[CAN 07] - CAN I/O Logic in ROS 2 Hardware Interfaces
Read/write timing, CAN I/O patterns, TX pacing, buffering, and stale feedback handling for CAN-based ROS 2 hardware interfaces
Previous Posts:
- What is CAN?
- Setting up SocketCAN on Linux
- SocketCAN Communication with ESP32
- Gripper Motor Control with CAN Bus
- PCAN Device Driver Installation on Linux
- From CAN Frames to ROS 2 Control
Overview
In the previous post, we discussed the basic role of a ROS 2 Control hardware interface.
read()
hardware feedback → ROS 2 state
write()
ROS 2 command → hardware command
For CAN-based hardware, this becomes:
read()
CAN frame → decoded joint state
write()
joint command → encoded CAN frame
This description is correct, but incomplete.
In practice, the difficult part is not only encoding and decoding CAN frames.
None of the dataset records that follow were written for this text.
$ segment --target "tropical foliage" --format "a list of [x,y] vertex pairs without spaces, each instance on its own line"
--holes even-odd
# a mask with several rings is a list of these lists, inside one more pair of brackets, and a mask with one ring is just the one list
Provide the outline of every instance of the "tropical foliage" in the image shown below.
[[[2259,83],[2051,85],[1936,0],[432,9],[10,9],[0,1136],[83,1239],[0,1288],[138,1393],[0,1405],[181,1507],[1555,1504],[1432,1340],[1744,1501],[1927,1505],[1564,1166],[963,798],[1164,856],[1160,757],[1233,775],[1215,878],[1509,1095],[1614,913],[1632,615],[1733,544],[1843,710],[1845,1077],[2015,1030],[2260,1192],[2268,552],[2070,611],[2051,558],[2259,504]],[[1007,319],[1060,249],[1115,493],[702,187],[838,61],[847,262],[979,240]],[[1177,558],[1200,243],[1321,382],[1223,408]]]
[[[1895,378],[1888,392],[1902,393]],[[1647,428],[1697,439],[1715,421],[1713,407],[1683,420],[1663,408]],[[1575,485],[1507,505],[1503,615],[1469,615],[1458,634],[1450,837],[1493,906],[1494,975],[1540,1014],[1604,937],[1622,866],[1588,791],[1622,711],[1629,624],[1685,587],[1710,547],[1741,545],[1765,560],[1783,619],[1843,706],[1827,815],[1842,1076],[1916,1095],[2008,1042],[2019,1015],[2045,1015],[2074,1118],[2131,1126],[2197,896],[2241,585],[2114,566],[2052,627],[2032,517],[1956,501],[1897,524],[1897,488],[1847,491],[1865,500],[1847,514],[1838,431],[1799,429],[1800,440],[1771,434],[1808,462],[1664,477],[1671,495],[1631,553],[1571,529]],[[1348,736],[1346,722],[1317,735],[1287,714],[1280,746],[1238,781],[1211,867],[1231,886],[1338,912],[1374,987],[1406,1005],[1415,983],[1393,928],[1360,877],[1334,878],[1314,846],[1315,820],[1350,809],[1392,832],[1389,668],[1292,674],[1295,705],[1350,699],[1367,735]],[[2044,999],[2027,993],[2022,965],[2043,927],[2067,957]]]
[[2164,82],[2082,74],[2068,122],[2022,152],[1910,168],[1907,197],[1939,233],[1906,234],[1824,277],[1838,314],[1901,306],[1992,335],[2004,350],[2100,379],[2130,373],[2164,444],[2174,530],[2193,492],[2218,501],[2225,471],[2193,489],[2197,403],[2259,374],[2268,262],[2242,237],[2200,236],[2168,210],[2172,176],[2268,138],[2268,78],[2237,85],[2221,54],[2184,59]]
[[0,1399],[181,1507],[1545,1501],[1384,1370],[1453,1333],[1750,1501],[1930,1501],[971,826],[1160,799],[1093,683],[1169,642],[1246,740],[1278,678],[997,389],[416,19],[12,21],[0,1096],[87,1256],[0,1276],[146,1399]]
The difficult part is deciding:
- when to read
- when to write
- how often to write
- how to handle incoming bursts
- how to avoid blocking the control loop
- how to detect stale feedback
- how to avoid overwhelming the actuator driver
A CAN hardware interface is therefore not just a protocol translator. It is also an I/O scheduling layer between an event-driven CAN bus and a periodic control loop.
flowchart LR
CAN[CAN bus<br/>event-driven frames]
HW[Hardware Interface<br/>I/O scheduling]
CTRL[ROS 2 Control<br/>periodic loop]
CAN <--> HW
HW <--> CTRL
Control Loops Are Periodic, CAN Frames Are Not
A controller usually runs at a fixed rate.
sequenceDiagram
participant C as Controller Loop
loop Fixed control period
C->>C: read()
C->>C: update()
C->>C: write()
end
CAN traffic does not necessarily follow the same timing. Frames arrive when devices send them. Some devices broadcast periodically. Some only respond to queries. Some reply after receiving commands.
sequenceDiagram
participant D1 as Sensor
participant D2 as Motor Driver
participant H as Host
D1->>H: periodic state frame
H->>D2: command frame
D2->>H: feedback frame
H->>D2: diagnostic query
D2->>H: diagnostic response
The hardware interface must connect these two timing models.
CAN side:
asynchronous frame stream
ROS 2 Control side:
periodic read → update → write loop
This is the main reason CAN I/O logic needs explicit design.
Common CAN I/O Patterns
Before implementing read() and write(), the device I/O pattern should be identified.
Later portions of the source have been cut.